The most important issue is that it isn't yet profitable. That's a problem as it calls into question the value of eventually being the master of the DMD market. In other words, if it's currently the only company making therapies that treat the root cause of DMD rather than its symptoms, and its four marketed products aren't bringing in more money than it costs to develop, manufacture, and distribute them, what's the benefit of penetrating the market further?

But given that its trailing-12-month research and development (R&D) expenditures of $896 million are largely what's keeping it in the red, its unprofitability is ultimately a solvable obstacle. Ramping up revenue of its latest drug for DMD, which launched in the third quarter, could also potentially lead to profitability. Management thinks that the therapy, called Elevidys, could one day have peak revenue in excess of $4 billion yearly; that would certainly cover its latest 12-month operating expenses of $1.4 billion.

Another potential obstacle is that Sarepta may have more trouble expanding the approved indications of its medicines for DMD than Vertex did with CF. That would make its road map for maintaining its revenue base considerably more difficult to navigate.

As DMD is a degenerative disease that starts at birth and worsens over time, it's critical to intervene as early as possible. For the biotech's approved gene therapies, that has meant targeting patients under age 5. But its latest phase 3 clinical trial, which sought to test whether Elevidys could be useful in children between the ages of 4 and 7, did not meet its primary endpoint, which was based on the North Star Ambulatory Assessment (NSAA) scale.

Importantly, the treatment met its secondary endpoints, so there's still an argument for using it. Regulators may yet agree with the company's assertion that the therapy could still be helpful for the target demographic. Still, the stumble shows that Sarepta is working in a genuinely difficult area of medicine where the constraints are significant. That leaves shareholders at a high risk of paying for setbacks.

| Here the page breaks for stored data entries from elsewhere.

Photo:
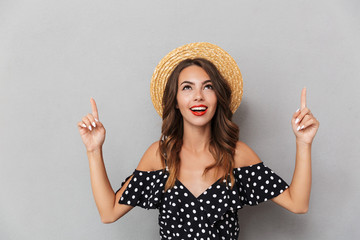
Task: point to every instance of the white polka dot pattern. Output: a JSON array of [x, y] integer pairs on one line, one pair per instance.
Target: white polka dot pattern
[[213, 214]]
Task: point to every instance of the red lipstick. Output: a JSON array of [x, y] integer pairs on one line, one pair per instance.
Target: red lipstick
[[199, 112]]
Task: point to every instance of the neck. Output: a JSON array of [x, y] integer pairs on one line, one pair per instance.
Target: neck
[[196, 139]]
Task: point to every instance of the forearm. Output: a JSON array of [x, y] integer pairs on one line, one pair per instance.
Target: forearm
[[300, 186], [103, 193]]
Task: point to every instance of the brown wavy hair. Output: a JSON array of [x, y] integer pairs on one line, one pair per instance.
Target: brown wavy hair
[[224, 133]]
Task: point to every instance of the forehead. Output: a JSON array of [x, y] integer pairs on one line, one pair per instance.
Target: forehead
[[193, 73]]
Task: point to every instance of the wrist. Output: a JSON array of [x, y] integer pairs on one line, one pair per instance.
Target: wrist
[[94, 151], [303, 144]]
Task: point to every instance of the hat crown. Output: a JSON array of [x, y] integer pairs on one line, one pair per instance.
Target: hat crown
[[211, 52]]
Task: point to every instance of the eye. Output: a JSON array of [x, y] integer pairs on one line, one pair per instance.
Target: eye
[[186, 87], [208, 86]]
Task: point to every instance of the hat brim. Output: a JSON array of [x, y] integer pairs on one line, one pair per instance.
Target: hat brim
[[219, 57]]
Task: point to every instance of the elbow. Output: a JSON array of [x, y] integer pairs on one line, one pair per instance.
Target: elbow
[[301, 210], [107, 219]]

Is it a good idea to invest?

In the long term, it's very likely that Sarepta will become profitable, but it's also likely that it'll face continuing difficulty in expanding the labels of its medications to cheaply expand its addressable market. It has what it takes to be the next Vertex Pharmaceuticals, though it might take a bit longer than shareholders prefer. Does that mean you should buy the stock now?

Not exactly. Unfortunately, one of the constants in recent years has been that investors dump the stock whenever a company experiences a less-than-ideal clinical trial result. Whether or not those shareholders are right to sell, anyone who invests today will be going along for a potentially bumpy ride.

Once there's a few quarters of profits on the books, investors are likely to become more accommodating to bumps in the road. So keep an eye out, and at that point think about whether to buy shares then.